I'll give you an example from my own parish. A priest who had pled guilty in 1996 in British Columbia to having sex with a thirteen-year-old was able to somehow re-integrate into the priesthood and managed to exercise a ministry without anyone saying anything. If his superiors had had a strong sense of the horror of sin, he should have been immediately suspended and excommunicated. One strike and you're out. There should be no doubt about the trustworthiness of any priest. This would have never been able to make his way east under the diocesan radar. People in his order must have known. But nobody said anything. He wasn't under any penalty as far as I know. How is this possible?

We care more about "mercy" than justice. We have lost the sense of sin. The institutional Church just "mercied" him, treating his escapade with a thirteen-year-old as an "erreur de jeunesse", as if a twenty-something priest wouldn't have known any better, or it's just so lame to treat such a grievous act proportionally to its moral depravity.

The Church is supposed to be a divinely appointed moral guardian. When your instinct is so off that you can't even swiftly punish an egregious and grave violation of Catholic moral doctrine, how do you expect to be taken seriously as a defender of divine truths?

So yes, there were mitigating factors in the way the institutional church handled priestly sex abuse, but at the very bottom of it all, in spite of all these good points, we should have known better based on a sense of sin. The outrage we show to economic exploiters and environmental polluters we should have showered on the abusers and then some. The Church haters use these tragedies to advance their hatred of the church and the rejection of Christianity and yes, unfairly distort the facts, unfairly make fallacious judgements, but the truth is, we handed them to rope to hang ourselves. We have nobody but to blame but ourselves for this situation.

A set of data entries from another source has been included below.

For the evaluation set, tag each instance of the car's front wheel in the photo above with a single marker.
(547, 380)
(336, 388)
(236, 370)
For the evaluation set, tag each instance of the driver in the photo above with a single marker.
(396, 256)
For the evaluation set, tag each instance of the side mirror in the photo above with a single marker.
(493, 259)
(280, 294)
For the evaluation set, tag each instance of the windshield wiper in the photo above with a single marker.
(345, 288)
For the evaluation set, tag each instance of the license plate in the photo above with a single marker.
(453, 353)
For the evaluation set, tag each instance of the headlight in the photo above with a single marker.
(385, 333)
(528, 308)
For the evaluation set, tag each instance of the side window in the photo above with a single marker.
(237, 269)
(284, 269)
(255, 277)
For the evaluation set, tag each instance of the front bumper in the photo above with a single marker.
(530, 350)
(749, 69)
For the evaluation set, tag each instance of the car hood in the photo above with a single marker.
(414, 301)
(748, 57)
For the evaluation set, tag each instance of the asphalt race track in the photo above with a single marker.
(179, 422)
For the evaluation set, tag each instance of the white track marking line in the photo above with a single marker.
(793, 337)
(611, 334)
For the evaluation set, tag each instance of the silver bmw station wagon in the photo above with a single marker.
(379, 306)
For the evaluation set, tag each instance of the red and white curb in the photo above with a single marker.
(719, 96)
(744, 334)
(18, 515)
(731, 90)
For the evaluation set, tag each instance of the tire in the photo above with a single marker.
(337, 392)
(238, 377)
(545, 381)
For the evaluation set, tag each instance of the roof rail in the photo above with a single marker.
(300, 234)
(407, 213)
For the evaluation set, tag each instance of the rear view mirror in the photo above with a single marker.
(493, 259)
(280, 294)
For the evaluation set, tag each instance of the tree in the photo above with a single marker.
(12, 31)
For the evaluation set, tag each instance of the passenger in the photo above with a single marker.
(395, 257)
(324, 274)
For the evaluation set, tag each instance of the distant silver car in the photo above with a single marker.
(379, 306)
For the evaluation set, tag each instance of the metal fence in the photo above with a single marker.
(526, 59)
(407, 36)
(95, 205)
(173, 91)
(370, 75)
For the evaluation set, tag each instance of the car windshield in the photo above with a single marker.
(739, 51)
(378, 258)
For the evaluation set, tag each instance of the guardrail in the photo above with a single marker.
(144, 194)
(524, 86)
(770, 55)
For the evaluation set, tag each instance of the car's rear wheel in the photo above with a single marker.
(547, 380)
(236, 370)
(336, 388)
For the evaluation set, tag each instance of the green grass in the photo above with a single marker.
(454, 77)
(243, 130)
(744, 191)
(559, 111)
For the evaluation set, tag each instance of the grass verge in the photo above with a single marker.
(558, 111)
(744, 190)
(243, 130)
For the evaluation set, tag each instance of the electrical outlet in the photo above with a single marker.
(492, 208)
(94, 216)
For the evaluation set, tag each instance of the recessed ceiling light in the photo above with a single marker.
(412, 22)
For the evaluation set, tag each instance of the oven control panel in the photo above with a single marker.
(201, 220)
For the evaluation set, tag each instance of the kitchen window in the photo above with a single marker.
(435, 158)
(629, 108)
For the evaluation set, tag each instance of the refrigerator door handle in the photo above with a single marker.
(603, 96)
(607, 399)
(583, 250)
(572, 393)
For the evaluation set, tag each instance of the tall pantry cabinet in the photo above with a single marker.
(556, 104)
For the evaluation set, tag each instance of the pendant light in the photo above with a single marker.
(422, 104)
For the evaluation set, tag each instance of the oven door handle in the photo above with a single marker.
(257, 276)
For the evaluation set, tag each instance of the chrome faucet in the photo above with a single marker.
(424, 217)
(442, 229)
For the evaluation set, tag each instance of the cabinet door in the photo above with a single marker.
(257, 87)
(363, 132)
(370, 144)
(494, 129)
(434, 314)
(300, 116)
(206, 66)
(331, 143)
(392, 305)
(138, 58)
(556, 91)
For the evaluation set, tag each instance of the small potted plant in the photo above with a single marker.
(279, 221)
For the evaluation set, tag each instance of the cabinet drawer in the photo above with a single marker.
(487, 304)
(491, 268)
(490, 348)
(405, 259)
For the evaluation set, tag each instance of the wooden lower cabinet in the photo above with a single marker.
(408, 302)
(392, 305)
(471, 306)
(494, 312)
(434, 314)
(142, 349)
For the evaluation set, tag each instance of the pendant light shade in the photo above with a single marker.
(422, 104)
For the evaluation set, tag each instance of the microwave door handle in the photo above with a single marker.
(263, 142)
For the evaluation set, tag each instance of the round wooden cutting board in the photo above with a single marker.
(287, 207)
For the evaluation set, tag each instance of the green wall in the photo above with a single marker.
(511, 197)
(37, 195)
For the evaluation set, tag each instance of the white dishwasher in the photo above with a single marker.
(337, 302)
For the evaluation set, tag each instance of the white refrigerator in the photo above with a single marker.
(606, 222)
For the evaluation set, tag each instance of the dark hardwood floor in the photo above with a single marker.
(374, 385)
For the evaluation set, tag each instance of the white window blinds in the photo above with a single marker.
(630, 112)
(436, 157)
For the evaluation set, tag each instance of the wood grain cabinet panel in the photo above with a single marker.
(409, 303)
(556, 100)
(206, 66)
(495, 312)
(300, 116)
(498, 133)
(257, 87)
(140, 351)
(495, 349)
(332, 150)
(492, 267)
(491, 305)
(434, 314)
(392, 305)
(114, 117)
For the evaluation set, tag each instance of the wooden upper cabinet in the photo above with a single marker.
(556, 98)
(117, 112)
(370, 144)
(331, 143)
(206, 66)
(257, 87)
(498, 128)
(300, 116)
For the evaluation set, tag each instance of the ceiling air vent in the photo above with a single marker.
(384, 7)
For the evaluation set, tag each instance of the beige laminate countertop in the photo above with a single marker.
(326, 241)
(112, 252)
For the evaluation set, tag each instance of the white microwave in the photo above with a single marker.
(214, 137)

And I hope that when people reflect on priestly sexual abuse, they don't just make it a matter of canonical processes, legal mechanisms and background checks. Ultimately it was a spiritual failure. That's the point that I want to drive home. That it's not ultimately about who knew what or what society was like or what experts said. The clergy failed to internalize basic notions of holiness, like the horror at grievous moral sin on the part of their brethren. The clergy should be the moral elite of the Church, but they were far from it. I hope that the priestly abuse case can  shed some light on the need for the clergy not just to adopt the right "ideology" in terms of orthodoxy or dissidence, but to commit themselves to the Church's spiritual tradition. Let's face it, the clergy of the 1970s and 1980s were not, for the most part, shining examples of traditional Catholic spirituality. They were more inclined to be into liberation theology and "interior healing" than the quest for heaven, saving souls, mortification and union with God.  If we really want to stamp out child sex abuse, we need to ordain only those men who have internalize those standards. It's like marriage, when you marry your spouse, you can't expect someone will become better after marriage because they often don't. It's the same with ordination: if the seminarian hasn't adopted traditional Catholic spirituality now, there's no guarantee he will in the future, and ordination can't be undone (at least the sacrament can't.) We really need to go back to the basics in terms of priestly formation before we worry about whether a priest is "pastorally sensitive" or environmentally conscious.